A similar trend was shown in Gallup surveys of the years 1971, 1976, 2001 and 2006 in the USA: the past happiness was underestimated. On average, the approximately 4,000 respondents believed that they had been less happy five years earlier than they had stated at the time. And the same was confirmed by a study in France of around 18,000 respondents in a one-year review.
Such memories of memory also appeared in the data of more than 20,000 British. When asked whether they felt more, less or as satisfied as a year ago, about half of them remembered correctly. But with the rest, the memory of the current condition was colored.
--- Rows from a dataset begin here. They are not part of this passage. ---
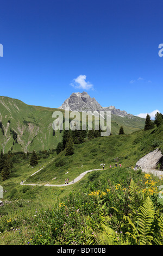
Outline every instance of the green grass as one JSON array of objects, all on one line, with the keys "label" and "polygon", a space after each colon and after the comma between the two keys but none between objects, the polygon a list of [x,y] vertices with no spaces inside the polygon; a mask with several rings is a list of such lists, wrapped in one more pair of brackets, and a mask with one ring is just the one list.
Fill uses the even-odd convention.
[{"label": "green grass", "polygon": [[[88,240],[81,236],[82,230],[84,229],[79,225],[79,221],[80,223],[82,222],[82,220],[85,221],[86,216],[91,217],[93,213],[95,214],[95,220],[98,220],[100,223],[99,211],[102,205],[100,205],[101,206],[99,208],[98,203],[97,204],[96,203],[95,207],[93,205],[95,204],[95,199],[91,200],[88,194],[98,190],[101,191],[101,193],[102,191],[104,193],[106,188],[112,187],[113,189],[118,184],[121,184],[122,188],[126,188],[128,191],[130,180],[133,179],[136,181],[140,194],[142,195],[142,190],[148,188],[146,185],[145,175],[134,171],[131,167],[134,167],[141,157],[156,148],[159,147],[162,150],[162,125],[148,131],[141,130],[127,135],[101,137],[79,145],[74,145],[74,153],[70,156],[66,157],[65,151],[62,151],[58,155],[56,152],[51,151],[47,156],[48,158],[43,158],[43,155],[42,155],[38,164],[34,168],[29,165],[29,156],[26,156],[26,159],[23,159],[22,155],[17,154],[10,178],[4,181],[0,180],[0,184],[4,189],[4,206],[0,208],[0,215],[3,217],[0,218],[0,231],[2,233],[0,234],[0,244],[27,244],[29,239],[32,239],[30,241],[33,244],[62,244],[59,243],[62,242],[66,244],[68,242],[66,237],[70,242],[74,241],[71,236],[72,233],[69,233],[71,228],[76,230],[74,235],[79,237],[78,244],[81,244],[80,242],[84,242],[84,241],[87,242]],[[64,165],[57,167],[56,163],[60,160],[63,161]],[[121,163],[122,167],[115,168],[116,162],[118,164]],[[101,168],[100,164],[104,162],[105,163],[104,170],[90,173],[79,181],[66,187],[20,184],[22,180],[26,180],[25,183],[35,184],[48,182],[51,184],[63,184],[65,178],[68,178],[71,181],[85,170]],[[112,166],[111,168],[109,168],[110,164]],[[42,170],[30,176],[43,166],[45,168]],[[65,174],[67,171],[68,176]],[[156,178],[152,175],[151,177],[154,182],[157,182],[156,187],[159,187],[161,181],[156,180]],[[54,178],[56,179],[54,179]],[[106,201],[102,201],[100,204],[103,204],[104,202],[109,204],[109,202],[110,204],[105,210],[112,215],[114,212],[111,207],[116,205],[118,208],[120,206],[122,209],[124,208],[124,214],[126,214],[128,211],[130,212],[123,191],[120,191],[117,197],[114,197],[115,195],[113,193],[109,196],[110,197],[108,196],[109,197],[102,198],[101,200]],[[143,200],[143,196],[140,198],[140,203]],[[157,198],[153,197],[151,198],[154,202],[156,202]],[[137,199],[135,199],[136,202]],[[120,204],[120,202],[122,205]],[[59,208],[59,204],[61,202],[66,205],[66,207],[62,210]],[[80,215],[80,218],[75,211],[79,208],[83,209],[83,215]],[[39,212],[39,217],[38,215],[37,219],[35,219],[34,216],[36,214],[37,216],[37,212]],[[120,233],[120,230],[118,228],[120,216],[115,213],[114,214],[115,222],[112,223],[111,227],[115,231],[117,230]],[[68,222],[65,219],[67,215],[69,216]],[[47,217],[47,216],[49,217]],[[56,216],[58,216],[58,218]],[[76,224],[74,223],[74,220]],[[64,229],[64,223],[67,224],[69,223],[69,229],[68,226],[67,229]],[[89,223],[87,225],[89,227]],[[51,229],[54,227],[57,227],[60,231],[57,234],[56,230],[53,230],[55,235],[53,233],[53,235],[51,236],[51,232],[47,229],[48,227]],[[14,228],[21,230],[22,236],[20,237],[18,232],[14,233]],[[41,239],[43,235],[42,229],[45,232],[43,240]]]},{"label": "green grass", "polygon": [[[3,135],[0,129],[0,150],[4,153],[10,150],[11,148],[12,152],[55,149],[62,141],[62,132],[56,131],[55,135],[53,136],[52,114],[59,109],[30,106],[19,100],[4,96],[0,96],[0,119],[4,131]],[[64,111],[59,111],[64,115]],[[124,132],[129,134],[143,128],[145,119],[134,116],[129,119],[112,115],[113,135],[118,133],[121,125]],[[10,129],[17,134],[18,144],[14,140]]]}]

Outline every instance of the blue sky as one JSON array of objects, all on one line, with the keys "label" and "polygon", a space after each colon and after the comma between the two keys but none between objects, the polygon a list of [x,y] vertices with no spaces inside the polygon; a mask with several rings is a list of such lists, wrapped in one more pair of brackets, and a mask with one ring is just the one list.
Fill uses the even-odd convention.
[{"label": "blue sky", "polygon": [[1,95],[58,107],[85,91],[103,107],[163,113],[162,1],[0,0],[0,7]]}]

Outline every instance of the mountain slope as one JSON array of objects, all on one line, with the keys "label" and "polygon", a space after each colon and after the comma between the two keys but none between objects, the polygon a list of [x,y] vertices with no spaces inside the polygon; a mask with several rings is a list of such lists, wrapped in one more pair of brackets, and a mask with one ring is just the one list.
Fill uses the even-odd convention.
[{"label": "mountain slope", "polygon": [[[89,97],[86,96],[86,98],[85,101],[88,105]],[[91,102],[96,101],[93,99]],[[97,108],[99,107],[98,104],[96,103]],[[30,106],[17,99],[0,96],[0,150],[2,149],[5,153],[12,148],[13,152],[32,152],[33,150],[55,148],[58,142],[62,141],[62,132],[55,131],[53,136],[54,119],[52,114],[59,110],[64,115],[62,109]],[[122,117],[112,114],[113,135],[118,134],[121,125],[126,134],[130,133],[143,129],[145,119],[133,115]]]},{"label": "mountain slope", "polygon": [[72,93],[59,108],[62,109],[69,108],[70,111],[79,112],[84,111],[111,111],[111,114],[120,117],[133,116],[130,114],[128,114],[126,111],[116,109],[114,106],[102,107],[94,97],[91,98],[85,92]]}]

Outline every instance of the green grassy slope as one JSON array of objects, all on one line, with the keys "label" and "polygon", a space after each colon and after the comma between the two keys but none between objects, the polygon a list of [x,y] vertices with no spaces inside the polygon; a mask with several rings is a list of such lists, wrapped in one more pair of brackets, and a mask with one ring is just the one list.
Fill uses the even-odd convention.
[{"label": "green grassy slope", "polygon": [[[0,150],[8,152],[12,148],[12,152],[33,150],[48,150],[55,148],[61,141],[62,133],[55,131],[53,136],[52,114],[57,108],[28,105],[22,101],[0,96],[0,121],[3,133],[0,129]],[[64,111],[60,109],[64,114]],[[126,134],[143,129],[145,119],[136,117],[111,116],[111,132],[118,134],[121,125]],[[12,138],[10,129],[17,135],[17,143]]]},{"label": "green grassy slope", "polygon": [[[61,152],[53,162],[27,179],[26,182],[63,184],[65,178],[72,180],[85,170],[101,168],[100,164],[104,163],[108,169],[110,164],[114,167],[116,162],[123,167],[135,167],[141,157],[158,147],[163,150],[163,125],[128,135],[98,137],[74,145],[72,156],[65,156],[65,151]],[[62,166],[57,167],[56,163],[61,160]],[[67,172],[68,174],[66,175]]]}]

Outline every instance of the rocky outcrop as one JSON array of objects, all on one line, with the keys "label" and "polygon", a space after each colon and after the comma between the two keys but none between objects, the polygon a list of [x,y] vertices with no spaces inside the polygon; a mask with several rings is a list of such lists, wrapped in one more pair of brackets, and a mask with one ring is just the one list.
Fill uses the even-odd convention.
[{"label": "rocky outcrop", "polygon": [[110,111],[111,114],[122,117],[128,116],[130,118],[133,116],[128,114],[126,111],[116,109],[114,106],[102,107],[94,97],[91,98],[85,92],[72,93],[58,108],[79,112]]},{"label": "rocky outcrop", "polygon": [[163,165],[163,155],[158,148],[140,159],[136,163],[142,169],[155,169],[159,163]]}]

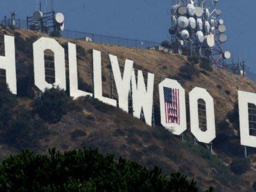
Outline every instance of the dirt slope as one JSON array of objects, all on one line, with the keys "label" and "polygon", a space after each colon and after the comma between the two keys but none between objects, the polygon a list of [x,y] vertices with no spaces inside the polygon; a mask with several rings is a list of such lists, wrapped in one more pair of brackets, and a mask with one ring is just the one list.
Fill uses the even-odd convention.
[{"label": "dirt slope", "polygon": [[[32,43],[37,38],[47,36],[24,30],[15,32],[1,29],[9,35],[18,37],[16,43],[25,43],[26,38]],[[139,119],[133,118],[118,108],[103,105],[103,110],[93,106],[88,99],[81,99],[73,102],[74,108],[56,124],[48,125],[51,130],[49,135],[41,141],[41,148],[37,151],[45,152],[48,148],[56,147],[59,150],[76,148],[99,148],[105,153],[115,153],[129,159],[135,160],[148,166],[157,165],[169,174],[172,171],[180,171],[190,177],[194,177],[200,186],[212,185],[216,191],[234,191],[252,190],[251,183],[256,174],[252,166],[250,171],[242,176],[232,173],[229,164],[233,158],[240,158],[233,154],[226,154],[219,148],[213,149],[216,155],[210,155],[204,145],[195,146],[190,133],[189,123],[185,135],[185,141],[181,138],[170,134],[158,126],[159,112],[158,84],[160,77],[168,77],[181,80],[188,94],[193,87],[205,88],[214,98],[216,124],[227,119],[228,113],[233,110],[237,101],[238,88],[243,91],[255,92],[256,84],[246,77],[230,74],[214,68],[213,71],[204,71],[199,64],[194,65],[197,71],[190,76],[181,70],[184,66],[192,63],[185,57],[155,51],[140,50],[108,44],[96,44],[82,40],[74,41],[56,38],[66,51],[66,43],[76,44],[78,70],[80,87],[87,91],[92,90],[92,49],[101,51],[102,79],[104,95],[110,95],[108,54],[116,55],[121,65],[126,59],[135,62],[135,68],[155,74],[155,95],[156,123],[154,128],[147,126]],[[31,44],[31,43],[30,43]],[[32,48],[32,45],[27,45]],[[32,52],[28,49],[18,48],[16,45],[18,76],[24,74],[32,77]],[[68,56],[66,55],[66,64]],[[68,69],[68,68],[67,68]],[[67,73],[68,74],[68,73]],[[31,100],[23,99],[29,105]],[[187,105],[188,101],[187,101]],[[188,110],[188,108],[187,108]],[[189,119],[189,118],[188,118]],[[237,127],[230,124],[228,127],[216,127],[217,134],[230,137],[242,149],[238,139]],[[16,149],[1,146],[2,157]],[[238,155],[239,156],[239,155]],[[250,159],[254,163],[254,155]]]}]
Happiness means that it goes up
"Something messed up: to feel good and feel better," explain Prati and Senik. They conclude that feelings of happiness are usually connected to the fact that you feel better than in the past. And misfortune contains that it must have gone down.
In 2020, they had already expressed two further theories in a sub-study. One: because we are not sure what it really was like, we unconsciously tend towards a presumed normal value. According to the other theory, we want to maintain the most positive self-image possible. To this end, we create a "self-serving illusion", and this manifests itself differently depending on the current state of affairs: for happy people in a positive trend towards an even better future, for unhappy people in the whitewashing of the past, so as not to have to attest to a permanent failure.